クリーンチャンバー
出典: フリー百科事典『ウィキペディア(Wikipedia)』 (2018/11/19 13:56 UTC 版)
「惑星物質試料受け入れ設備」の記事における「クリーンチャンバー」の解説
クリーンチャンバーは地球環境からの汚染を最小限に抑えることを目的とした設備で、惑星間物質受け入れ設備内の主な作業はクリーンチャンバー内で行われる。 クリーンチャンバーは超高真空状態から大気圧窒素までの気圧状態で作業が行われる第一室と、大気圧窒素の状態で作業が行われる第二室とに分かれている。第一室で超高真空状態での作業が可能となっている理由は、宇宙探査機は真空状態でサンプル採集を行う場面が多いと考えられ、開封時サンプラー内部は真空状態ないしはそれに近い状態であると考えられるため、サンプラー内に気体の流入や流出が発生して試料の散逸が発生することを防ぐため、第一室の気圧とサンプラー内の気圧を合わせて開封する必要があるためである。 サンプラー内の気圧については開封の課程を精密に分析することによって推定し、サンプラー内に気体が存在した場合は開封時に採集を行う。実際、はやぶさのサンプラー開封時には微量の気体が確認され回収も行われた。 二号室は大気圧の窒素が満たされており、主に試料の取り出し、回収、記録が行われる。第二室内には光学顕微鏡があり、電子天秤による計量、赤外分光などとともに試料の初期分類・記録を行う。
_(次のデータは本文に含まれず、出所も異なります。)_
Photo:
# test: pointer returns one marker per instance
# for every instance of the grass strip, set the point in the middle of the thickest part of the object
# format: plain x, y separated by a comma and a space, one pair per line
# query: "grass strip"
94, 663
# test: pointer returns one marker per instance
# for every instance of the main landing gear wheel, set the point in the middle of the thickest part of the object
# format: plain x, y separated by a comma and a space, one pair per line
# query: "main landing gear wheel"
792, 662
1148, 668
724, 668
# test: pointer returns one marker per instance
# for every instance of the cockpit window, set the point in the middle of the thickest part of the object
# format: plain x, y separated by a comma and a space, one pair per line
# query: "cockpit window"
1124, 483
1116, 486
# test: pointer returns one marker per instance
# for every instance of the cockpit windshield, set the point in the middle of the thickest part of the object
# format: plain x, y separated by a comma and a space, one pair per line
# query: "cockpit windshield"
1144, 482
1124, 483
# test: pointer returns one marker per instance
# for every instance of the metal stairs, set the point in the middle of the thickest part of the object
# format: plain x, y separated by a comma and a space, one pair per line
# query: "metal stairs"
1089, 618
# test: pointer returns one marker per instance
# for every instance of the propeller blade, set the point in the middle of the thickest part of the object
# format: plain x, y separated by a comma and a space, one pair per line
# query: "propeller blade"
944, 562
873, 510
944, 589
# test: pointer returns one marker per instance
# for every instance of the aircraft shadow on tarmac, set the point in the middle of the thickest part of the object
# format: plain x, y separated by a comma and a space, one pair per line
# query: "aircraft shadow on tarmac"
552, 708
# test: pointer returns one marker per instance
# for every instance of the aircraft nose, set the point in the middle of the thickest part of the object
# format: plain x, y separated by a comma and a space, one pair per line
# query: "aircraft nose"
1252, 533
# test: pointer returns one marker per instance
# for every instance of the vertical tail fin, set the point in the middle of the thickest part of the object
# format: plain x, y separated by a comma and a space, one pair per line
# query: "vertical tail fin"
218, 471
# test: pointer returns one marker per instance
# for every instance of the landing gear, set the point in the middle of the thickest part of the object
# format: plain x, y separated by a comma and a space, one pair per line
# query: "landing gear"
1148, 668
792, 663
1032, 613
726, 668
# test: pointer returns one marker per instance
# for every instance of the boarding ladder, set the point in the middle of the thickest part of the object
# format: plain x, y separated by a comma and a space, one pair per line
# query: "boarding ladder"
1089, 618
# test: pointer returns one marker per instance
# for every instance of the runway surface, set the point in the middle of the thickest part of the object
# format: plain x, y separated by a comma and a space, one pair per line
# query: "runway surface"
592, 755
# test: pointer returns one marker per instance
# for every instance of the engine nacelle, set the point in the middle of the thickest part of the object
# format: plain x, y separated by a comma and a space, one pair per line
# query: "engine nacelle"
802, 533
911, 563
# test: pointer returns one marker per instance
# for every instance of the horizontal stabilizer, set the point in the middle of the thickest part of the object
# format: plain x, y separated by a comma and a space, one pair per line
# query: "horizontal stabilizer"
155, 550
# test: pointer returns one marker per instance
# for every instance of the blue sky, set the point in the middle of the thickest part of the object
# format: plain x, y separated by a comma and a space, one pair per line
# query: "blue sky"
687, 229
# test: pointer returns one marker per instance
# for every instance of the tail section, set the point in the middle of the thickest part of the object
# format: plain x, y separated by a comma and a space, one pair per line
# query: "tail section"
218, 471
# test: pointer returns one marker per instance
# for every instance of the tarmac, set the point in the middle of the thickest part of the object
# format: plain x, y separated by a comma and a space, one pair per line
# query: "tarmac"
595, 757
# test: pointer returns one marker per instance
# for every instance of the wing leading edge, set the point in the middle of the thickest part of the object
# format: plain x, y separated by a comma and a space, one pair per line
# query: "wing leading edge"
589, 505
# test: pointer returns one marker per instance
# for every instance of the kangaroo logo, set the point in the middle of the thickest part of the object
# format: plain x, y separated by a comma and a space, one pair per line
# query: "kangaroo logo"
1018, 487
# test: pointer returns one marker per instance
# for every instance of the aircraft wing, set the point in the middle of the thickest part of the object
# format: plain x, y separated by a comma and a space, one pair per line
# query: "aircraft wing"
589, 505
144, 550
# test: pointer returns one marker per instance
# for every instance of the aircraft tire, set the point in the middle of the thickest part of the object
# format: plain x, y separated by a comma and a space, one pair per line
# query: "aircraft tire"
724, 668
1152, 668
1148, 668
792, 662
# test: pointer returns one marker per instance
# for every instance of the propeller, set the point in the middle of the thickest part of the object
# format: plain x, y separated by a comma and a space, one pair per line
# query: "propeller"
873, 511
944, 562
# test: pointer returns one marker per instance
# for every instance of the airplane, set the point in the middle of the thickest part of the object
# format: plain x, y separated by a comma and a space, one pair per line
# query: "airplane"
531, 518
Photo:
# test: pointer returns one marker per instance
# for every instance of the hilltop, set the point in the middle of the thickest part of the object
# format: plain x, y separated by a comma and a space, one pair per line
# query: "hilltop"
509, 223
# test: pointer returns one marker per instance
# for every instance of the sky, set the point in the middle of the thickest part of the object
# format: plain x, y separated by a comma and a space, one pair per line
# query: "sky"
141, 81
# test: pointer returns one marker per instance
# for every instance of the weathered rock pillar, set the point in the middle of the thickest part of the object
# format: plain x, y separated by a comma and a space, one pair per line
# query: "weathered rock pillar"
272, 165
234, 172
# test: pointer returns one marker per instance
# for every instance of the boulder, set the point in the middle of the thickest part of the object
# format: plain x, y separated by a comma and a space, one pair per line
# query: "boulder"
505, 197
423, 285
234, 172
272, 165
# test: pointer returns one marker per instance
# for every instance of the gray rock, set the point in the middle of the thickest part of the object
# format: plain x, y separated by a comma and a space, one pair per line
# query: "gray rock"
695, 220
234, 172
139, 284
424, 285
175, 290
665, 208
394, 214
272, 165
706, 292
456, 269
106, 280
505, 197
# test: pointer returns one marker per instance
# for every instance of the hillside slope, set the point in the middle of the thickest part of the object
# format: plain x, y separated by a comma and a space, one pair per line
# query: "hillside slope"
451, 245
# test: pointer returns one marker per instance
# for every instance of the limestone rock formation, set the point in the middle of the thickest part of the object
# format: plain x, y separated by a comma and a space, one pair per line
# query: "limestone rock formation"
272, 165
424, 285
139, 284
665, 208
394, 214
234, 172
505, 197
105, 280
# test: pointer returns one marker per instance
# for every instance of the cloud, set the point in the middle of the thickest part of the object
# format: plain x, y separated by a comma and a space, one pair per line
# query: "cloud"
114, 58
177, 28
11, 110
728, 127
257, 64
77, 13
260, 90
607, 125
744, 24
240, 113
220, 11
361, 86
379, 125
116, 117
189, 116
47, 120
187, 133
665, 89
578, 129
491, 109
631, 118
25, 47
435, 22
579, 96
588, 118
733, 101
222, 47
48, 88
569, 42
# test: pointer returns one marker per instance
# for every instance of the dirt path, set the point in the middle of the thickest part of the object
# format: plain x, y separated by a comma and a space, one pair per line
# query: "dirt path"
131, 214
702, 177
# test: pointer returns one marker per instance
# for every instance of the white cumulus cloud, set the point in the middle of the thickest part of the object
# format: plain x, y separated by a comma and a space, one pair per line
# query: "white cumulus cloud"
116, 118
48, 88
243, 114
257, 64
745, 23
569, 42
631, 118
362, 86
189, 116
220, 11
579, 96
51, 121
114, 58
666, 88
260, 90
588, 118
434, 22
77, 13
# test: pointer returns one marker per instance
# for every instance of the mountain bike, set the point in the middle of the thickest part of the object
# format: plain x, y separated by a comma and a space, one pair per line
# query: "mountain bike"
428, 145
サンプラーの中から試料を取り出す方法も、容器を傾けてサンプルを石英製の皿に取り出す方法から、特殊なへらを用いる方法、そして先端直径が1マイクロメートル以下という石英製のガラスピペットをマイクロマニピュレーターで動かし、静電気の力を利用して微細な試料を採集する方法も行われる。 クリーンチャンバーで使用される窒素は、全国の業者の液体窒素について品質を調査し、最も不純物が少なかった相模原市内の工場で作られる純度99.99995パーセント以上という液体窒素を使用しているが、これを更に2種類の純化器を用いて純度を99.99999パーセント以上の純度で使用している。 初期分析が終了した後、各研究機関へ試料を配布する際、配分するための石英製の容器に移し替える時もクリーンチャンバー第二室が用いられる。配分用の容器に移し替えられた試料は国内外の研究施設へ送られ、詳細な分析が行われることになる。 またクリーンチャンバーには宇宙空間に近い超高真空状態を保った保管庫があり、試料は元来存在した宇宙空間に近い状態で保管を行うことが可能である。